Medizinisches Update: Schulterverletzung bei Megyeri

Profis
Mittwoch, 18.10.2017 // 18:00 Uhr

Vor dem Auswärtsspiel der SpVgg Greuther Fürth beim 1. FC Union Berlin hat sich im Lager der verletzten Spieler was getan. Wir wollen Euch auf den neuesten Stand bringen:

Am Anfang der Woche hat sich Balazs Megyeri im Training an der Schulter verletzt. „Im Moment müssen wir noch abwarten welche Verletzung bei Balazs genau vorliegt. Erst dann können wir die weiteren therapeutischen Schritte klären“, so Direktor Medizin, Sportwissenschaften, Sportpsychologie, Innovation, Martin Meichelbeck, der noch hinzufügt: „Leider ist aktuell auch eine Operation nicht ausgeschlossen“.

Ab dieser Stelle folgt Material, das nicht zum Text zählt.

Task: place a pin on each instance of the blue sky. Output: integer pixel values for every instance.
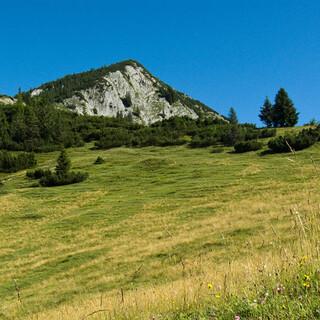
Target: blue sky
(224, 53)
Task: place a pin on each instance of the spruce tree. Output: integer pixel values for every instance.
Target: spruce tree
(4, 131)
(32, 129)
(266, 113)
(285, 113)
(63, 164)
(233, 116)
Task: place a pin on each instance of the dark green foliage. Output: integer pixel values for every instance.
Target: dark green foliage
(61, 176)
(217, 150)
(99, 160)
(54, 180)
(284, 112)
(63, 164)
(38, 173)
(14, 162)
(4, 131)
(267, 133)
(288, 143)
(246, 146)
(266, 113)
(233, 116)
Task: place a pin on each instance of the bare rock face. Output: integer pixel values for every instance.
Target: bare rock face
(6, 100)
(125, 89)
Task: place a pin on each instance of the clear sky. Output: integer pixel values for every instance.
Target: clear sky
(222, 52)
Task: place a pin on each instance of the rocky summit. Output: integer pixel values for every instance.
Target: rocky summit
(125, 89)
(6, 100)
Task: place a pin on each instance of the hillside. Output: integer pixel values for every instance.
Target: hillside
(124, 89)
(6, 100)
(151, 231)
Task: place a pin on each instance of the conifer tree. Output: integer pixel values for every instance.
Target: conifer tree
(4, 131)
(266, 113)
(284, 111)
(63, 164)
(233, 116)
(32, 129)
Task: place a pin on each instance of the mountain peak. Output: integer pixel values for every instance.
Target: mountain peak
(125, 89)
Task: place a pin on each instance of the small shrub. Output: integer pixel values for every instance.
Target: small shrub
(267, 133)
(14, 162)
(38, 173)
(246, 146)
(304, 139)
(217, 150)
(54, 180)
(99, 160)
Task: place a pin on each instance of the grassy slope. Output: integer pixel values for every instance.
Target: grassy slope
(147, 221)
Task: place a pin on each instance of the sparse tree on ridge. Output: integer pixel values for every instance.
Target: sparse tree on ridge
(63, 164)
(233, 116)
(284, 111)
(266, 113)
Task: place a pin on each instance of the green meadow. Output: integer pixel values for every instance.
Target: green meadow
(151, 231)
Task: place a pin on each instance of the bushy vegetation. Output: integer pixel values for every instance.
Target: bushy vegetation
(54, 180)
(281, 114)
(38, 173)
(295, 142)
(36, 125)
(99, 160)
(61, 176)
(246, 146)
(10, 162)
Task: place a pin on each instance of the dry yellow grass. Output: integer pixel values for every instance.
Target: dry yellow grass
(160, 236)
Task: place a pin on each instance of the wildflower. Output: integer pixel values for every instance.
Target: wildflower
(306, 277)
(280, 288)
(304, 259)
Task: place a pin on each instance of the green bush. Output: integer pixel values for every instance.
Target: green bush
(99, 160)
(38, 173)
(217, 150)
(14, 162)
(267, 133)
(300, 141)
(246, 146)
(53, 180)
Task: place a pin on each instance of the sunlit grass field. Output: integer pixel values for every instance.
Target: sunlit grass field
(149, 230)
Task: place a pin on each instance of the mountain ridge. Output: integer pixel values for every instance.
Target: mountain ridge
(124, 89)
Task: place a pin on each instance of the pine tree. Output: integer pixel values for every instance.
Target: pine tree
(63, 164)
(233, 116)
(266, 113)
(4, 131)
(18, 125)
(285, 114)
(32, 129)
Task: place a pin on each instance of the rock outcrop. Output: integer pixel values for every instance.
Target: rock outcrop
(125, 89)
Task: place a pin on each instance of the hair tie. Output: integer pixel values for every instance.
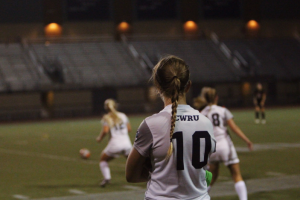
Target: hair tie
(174, 77)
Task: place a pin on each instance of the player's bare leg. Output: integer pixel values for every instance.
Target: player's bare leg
(240, 186)
(104, 159)
(214, 169)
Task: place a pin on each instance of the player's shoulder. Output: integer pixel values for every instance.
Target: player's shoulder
(122, 114)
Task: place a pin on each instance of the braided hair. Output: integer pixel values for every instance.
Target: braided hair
(170, 76)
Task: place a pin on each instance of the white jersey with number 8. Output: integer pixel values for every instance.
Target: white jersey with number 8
(182, 176)
(226, 152)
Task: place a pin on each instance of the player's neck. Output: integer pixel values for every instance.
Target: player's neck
(181, 100)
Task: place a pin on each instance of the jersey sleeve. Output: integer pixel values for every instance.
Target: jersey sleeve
(228, 114)
(213, 140)
(126, 120)
(143, 140)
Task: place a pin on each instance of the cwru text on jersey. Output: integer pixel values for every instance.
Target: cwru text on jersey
(187, 117)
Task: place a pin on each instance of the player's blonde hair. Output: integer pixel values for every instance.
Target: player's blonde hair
(170, 76)
(111, 117)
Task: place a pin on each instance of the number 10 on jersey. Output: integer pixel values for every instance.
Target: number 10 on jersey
(200, 149)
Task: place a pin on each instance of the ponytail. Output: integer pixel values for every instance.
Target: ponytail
(174, 100)
(171, 76)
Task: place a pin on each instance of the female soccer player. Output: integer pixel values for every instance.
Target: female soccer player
(117, 124)
(226, 153)
(174, 145)
(259, 103)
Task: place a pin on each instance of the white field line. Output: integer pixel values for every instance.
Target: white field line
(220, 189)
(48, 156)
(257, 147)
(269, 146)
(18, 196)
(74, 191)
(131, 187)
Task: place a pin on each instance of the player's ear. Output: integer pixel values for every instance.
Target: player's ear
(188, 86)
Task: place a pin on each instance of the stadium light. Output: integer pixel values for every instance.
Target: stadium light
(190, 27)
(53, 29)
(253, 25)
(123, 27)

Auch Nik Omladic muss sich weiter gedulden. Der Mittelfeldspieler laboriert derzeit an einer Entzündung der Fußsohle. Im Moment wird bei ihm eine Ruhigstellung des Fußes mit einem Spezialschuh vorgenommen. „Bei Nik werden wir in den kommenden Tagen eine Röntgentiefenbestrahlung in der Uniklinik Erlangen durchführen, um der Entzündung im Fuß entgegenzuwirken und diese zu behandeln“, erklärt Meichelbeck. Grund der Verletzung ist eine Überlastungsreaktion in Verbindung mit einer früheren Operation.

Sararer beim Check

Für Sercan Sararer ging es in dieser Woche nach Kaiserslautern, und zwar zur Kontrolluntersuchung nach seiner Adduktoren-Operation. Der Check wird dort vom behandelten Arzt ausgeführt. Bei einer positiven Diagnose wird Sercan in den kommenden Wochen eine verstärkte und auf ihn abgestimmte Reha in der Simsee-Klinik in Bad Endorf vollziehen. 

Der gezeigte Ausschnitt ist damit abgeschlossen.